The pieces published in this issue are all, in part, a contemplation of the “not one but many silences” (Foucault 27) that pervade experience: miscommunication and stammering in Beckett’s Molloy; alienation and empathy in Bakker’s Ten White Geese; silence and immediacy in poems and short stories from the Holocaust; cultural hegemony expressed in Zamyatin’s We and repressed in modern interactions with technology; the problems of scientific paradigmaticism as evidenced by Musil’s The Man without Qualities; the sanctity of borders and the politicization of bodies in the work of Augustine and Rozitchner; the promise of regeneration in Borges and Eliot; and so forth. As students committed to the future of Comparative Literature, we hope that this issue is in part a sign that the discipline will “reclaim the role of teaching literature as training the imagination—the great inbuilt instrument of othering” to better investigate the “incessant shuttle that is a ‘life’” (Spivak 389). The attentive reader will notice a shifty, totemic figure shuttling through these pieces, guiding us toward the borders we have yet to cross.

 

Lydia Brambila

The University of Georgia

 

 

WORKS CITED

 

Culler, Jonathan D. The Literary in Theory. Stanford, CA: Stanford UP, 2007. Print.

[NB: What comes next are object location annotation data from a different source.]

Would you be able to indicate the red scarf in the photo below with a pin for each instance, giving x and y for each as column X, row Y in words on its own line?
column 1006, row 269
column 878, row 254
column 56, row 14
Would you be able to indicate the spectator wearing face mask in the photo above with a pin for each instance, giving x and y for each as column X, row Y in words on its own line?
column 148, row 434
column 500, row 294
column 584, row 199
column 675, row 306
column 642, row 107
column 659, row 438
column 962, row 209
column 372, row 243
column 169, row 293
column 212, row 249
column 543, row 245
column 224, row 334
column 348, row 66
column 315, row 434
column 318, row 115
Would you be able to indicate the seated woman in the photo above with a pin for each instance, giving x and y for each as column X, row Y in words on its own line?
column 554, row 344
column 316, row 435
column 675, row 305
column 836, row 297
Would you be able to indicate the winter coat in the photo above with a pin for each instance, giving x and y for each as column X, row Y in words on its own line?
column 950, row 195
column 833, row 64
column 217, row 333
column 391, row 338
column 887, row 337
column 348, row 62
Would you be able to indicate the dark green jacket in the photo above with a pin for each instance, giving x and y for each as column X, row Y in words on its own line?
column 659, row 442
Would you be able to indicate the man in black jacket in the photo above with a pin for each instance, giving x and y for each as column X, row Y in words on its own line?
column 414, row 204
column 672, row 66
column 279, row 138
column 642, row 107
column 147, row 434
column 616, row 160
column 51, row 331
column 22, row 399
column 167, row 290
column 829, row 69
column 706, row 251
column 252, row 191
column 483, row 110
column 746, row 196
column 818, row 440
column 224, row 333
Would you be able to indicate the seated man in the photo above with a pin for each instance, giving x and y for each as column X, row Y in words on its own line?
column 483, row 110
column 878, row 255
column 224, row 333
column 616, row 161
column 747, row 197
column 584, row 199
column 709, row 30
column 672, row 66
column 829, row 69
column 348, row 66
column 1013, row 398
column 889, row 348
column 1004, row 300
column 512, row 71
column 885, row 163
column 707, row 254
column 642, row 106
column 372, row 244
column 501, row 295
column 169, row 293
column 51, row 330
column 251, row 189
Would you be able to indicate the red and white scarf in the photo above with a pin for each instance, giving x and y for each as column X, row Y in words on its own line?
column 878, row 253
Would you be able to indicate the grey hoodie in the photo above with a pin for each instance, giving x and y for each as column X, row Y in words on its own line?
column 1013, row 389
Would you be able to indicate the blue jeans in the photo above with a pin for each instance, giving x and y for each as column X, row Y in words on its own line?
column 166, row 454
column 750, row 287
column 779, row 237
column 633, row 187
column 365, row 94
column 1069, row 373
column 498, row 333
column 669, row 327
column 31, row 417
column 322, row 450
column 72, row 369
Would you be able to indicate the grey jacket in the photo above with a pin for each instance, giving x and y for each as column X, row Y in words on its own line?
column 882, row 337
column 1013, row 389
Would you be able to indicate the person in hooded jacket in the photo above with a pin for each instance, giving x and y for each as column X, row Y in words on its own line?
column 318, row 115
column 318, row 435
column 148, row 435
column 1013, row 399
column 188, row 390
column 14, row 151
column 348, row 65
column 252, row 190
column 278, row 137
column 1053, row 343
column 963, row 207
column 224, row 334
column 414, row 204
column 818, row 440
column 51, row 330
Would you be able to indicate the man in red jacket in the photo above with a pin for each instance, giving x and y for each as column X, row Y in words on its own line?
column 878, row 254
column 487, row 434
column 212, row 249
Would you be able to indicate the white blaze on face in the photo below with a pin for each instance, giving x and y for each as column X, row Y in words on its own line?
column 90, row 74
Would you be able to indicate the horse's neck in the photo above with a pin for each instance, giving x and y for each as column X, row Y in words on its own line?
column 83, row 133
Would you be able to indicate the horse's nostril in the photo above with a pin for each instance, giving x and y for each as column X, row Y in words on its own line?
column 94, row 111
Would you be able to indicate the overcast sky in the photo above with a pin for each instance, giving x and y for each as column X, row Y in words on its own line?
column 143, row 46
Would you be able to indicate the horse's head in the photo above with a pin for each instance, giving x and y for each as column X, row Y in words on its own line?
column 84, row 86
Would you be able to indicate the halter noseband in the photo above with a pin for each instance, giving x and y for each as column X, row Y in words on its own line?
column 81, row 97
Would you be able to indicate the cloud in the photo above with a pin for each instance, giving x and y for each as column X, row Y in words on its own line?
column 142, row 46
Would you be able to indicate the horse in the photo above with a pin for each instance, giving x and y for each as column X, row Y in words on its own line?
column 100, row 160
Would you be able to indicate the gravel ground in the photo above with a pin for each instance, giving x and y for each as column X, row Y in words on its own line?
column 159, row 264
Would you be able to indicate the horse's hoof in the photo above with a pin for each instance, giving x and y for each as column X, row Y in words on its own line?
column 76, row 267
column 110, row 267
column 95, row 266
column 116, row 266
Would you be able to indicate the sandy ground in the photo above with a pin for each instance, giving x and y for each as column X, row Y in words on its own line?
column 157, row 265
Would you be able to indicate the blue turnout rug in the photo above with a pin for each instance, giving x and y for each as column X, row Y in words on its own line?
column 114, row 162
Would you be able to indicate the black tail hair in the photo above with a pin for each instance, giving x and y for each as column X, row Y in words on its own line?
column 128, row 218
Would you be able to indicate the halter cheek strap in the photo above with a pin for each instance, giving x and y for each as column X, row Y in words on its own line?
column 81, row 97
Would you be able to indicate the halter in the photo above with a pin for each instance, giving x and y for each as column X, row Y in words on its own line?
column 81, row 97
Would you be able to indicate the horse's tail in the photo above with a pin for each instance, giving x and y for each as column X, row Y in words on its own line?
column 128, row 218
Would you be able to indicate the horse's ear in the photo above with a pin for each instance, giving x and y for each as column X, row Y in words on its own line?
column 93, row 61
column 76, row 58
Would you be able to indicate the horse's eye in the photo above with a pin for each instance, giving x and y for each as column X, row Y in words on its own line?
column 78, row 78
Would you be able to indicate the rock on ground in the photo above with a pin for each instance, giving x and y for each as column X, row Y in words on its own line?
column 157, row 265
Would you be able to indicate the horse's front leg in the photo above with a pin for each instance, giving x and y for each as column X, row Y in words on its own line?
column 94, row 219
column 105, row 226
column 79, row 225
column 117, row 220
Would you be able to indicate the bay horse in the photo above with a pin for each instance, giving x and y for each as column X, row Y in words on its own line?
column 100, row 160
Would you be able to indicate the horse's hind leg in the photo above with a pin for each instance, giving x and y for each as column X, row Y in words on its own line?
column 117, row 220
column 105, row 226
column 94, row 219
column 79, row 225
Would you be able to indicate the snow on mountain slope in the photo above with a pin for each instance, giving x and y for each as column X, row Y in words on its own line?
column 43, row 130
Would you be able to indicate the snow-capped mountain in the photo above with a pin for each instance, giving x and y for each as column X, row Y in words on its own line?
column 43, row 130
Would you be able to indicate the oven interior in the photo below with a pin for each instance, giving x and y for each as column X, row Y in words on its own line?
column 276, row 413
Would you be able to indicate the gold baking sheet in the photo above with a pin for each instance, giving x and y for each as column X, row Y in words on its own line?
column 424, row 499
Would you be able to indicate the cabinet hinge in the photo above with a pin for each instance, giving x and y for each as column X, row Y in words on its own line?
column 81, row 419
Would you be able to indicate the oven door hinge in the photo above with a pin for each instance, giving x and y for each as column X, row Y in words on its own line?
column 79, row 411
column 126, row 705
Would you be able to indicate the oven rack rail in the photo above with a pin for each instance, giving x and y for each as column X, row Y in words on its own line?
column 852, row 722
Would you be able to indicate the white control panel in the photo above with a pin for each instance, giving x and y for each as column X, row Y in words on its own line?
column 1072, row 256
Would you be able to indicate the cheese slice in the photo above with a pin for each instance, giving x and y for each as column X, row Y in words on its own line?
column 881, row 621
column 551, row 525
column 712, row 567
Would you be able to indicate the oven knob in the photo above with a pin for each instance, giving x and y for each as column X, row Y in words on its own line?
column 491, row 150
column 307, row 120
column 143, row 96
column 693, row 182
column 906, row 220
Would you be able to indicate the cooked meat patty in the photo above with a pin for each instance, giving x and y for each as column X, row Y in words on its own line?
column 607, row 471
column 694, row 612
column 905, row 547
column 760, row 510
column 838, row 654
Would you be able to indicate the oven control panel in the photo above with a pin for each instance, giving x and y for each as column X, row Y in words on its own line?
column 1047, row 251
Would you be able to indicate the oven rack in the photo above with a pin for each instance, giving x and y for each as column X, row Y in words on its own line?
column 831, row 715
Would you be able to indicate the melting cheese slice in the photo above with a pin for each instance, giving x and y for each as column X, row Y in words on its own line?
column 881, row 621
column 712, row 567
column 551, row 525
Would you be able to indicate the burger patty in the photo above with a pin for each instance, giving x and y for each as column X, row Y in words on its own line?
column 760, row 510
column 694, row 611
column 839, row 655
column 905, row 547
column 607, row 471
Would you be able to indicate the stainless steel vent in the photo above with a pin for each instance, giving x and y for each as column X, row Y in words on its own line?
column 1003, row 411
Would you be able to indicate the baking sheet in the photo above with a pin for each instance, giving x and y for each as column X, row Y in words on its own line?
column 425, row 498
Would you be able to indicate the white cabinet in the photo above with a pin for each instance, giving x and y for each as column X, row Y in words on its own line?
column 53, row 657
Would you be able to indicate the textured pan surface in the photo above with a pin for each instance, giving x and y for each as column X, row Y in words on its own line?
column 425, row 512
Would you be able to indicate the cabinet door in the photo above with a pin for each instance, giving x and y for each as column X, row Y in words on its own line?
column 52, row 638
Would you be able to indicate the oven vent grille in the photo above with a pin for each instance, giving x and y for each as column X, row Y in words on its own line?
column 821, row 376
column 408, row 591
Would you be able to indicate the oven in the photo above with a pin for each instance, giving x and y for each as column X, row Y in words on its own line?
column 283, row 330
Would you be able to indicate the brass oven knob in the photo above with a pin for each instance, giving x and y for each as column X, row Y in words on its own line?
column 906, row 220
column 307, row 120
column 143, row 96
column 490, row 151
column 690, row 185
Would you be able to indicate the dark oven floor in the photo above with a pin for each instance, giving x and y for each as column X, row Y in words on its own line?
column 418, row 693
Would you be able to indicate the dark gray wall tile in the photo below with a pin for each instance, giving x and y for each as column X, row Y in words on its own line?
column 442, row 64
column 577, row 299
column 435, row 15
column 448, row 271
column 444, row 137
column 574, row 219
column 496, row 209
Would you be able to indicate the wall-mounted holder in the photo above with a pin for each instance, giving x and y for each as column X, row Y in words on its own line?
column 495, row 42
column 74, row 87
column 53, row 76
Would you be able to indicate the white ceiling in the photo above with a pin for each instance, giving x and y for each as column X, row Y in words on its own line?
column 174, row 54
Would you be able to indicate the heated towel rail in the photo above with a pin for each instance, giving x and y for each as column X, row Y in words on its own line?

Deleuze, Gilles, and Félix Guattari. A Thousand Plateaus: Capitalism and Schizophrenia. Minneapolis: U of Minnesota, 1987. Print.

Derrida, Jacques, and Marie-Louise Mallet. The Animal That Therefore I Am. New York: Fordham UP, 2008. Print.

Foucault, Michel. The History of Sexuality. New York: Vintage, 1990. Print.

Geertz, Clifford. "Thick Description: Toward an Interpretive Theory of Culture." Ed. Yvonna S. Lincoln and Norman K. Denzin. Turning Points in Qualitative Research: Tying Knots in a Handkerchief. 1st ed. Vol. 3. Walnut Creek, CA: AltaMira, 2003. 143-68. Print. Crossroads in Qualitative Inquiry.

Wainwright, Tim. "What's Really Going On With the Cat in Inside Llewyn Davis: A Theory." The Atlantic. Atlantic Media Company, 23 Dec. 2013. Web. 4 Apr. 2014.